The solar heat gain coefficient (SHGC) of a window, for example, indicates how well the glass blocks heat while yet allowing the maximum amount of light to get through. The lower the SHGC, the less heat will travel through the window, therefore a low SHGC is a must-have in a hot environment like Florida or Arizona. However, in a colder area, such as Minnesota or Maine, you may want some of that solar heat to flow through the glass since it will assist keep your home warmer during the severe winters and may also prevent your heating system from overworking.

Single-pane glass may be a suitable option for you if you live in a mild environment where you can open your windows for the majority of the year. Single-pane glass, on the other hand, is insufficient for many homeowners who live in severely hot or cold regions. If your windows are closed for the most of the year, they are effectively functioning as walls, and you should choose the most energy-efficient glass available. Choose double- or triple-pane glass with spacer devices that fill the gaps between the panes with inert gas. This will help to maintain the glass’s surface temperature while also preventing heat transmission into or out of your house.

Homeowners in Florida and other coastal southern states invest in replacement windows with heavy-duty impact-resistant glass that can withstand hurricanes and tropical storms.

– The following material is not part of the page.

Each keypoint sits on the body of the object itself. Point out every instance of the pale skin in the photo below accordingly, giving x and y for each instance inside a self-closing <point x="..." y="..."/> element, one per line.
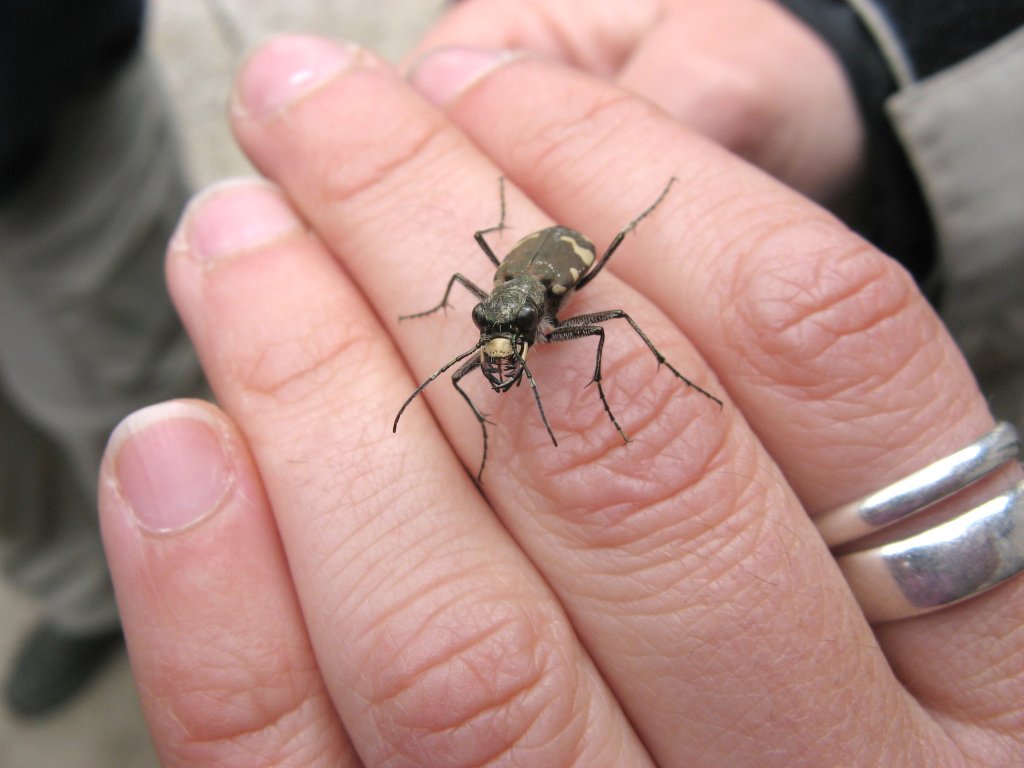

Awning windows, as previously noted, may be opened when it rains, making them an excellent choice for regions with a lot of rain, such as the Pacific Northwest.

Choosing the Right Windows for Your Vision

It may seem like a little detail, but when it comes to selecting new windows for your DC house, you need have a clear idea of what you want to achieve. Is it your primary objective to improve the aesthetics of your home? Is it energy efficiency that you’re most concerned about? It’s not uncommon to have numerous reasons for wanting to replace your windows, but checking the box at the top of your list will assist in guarantee that your window replacement job is a success.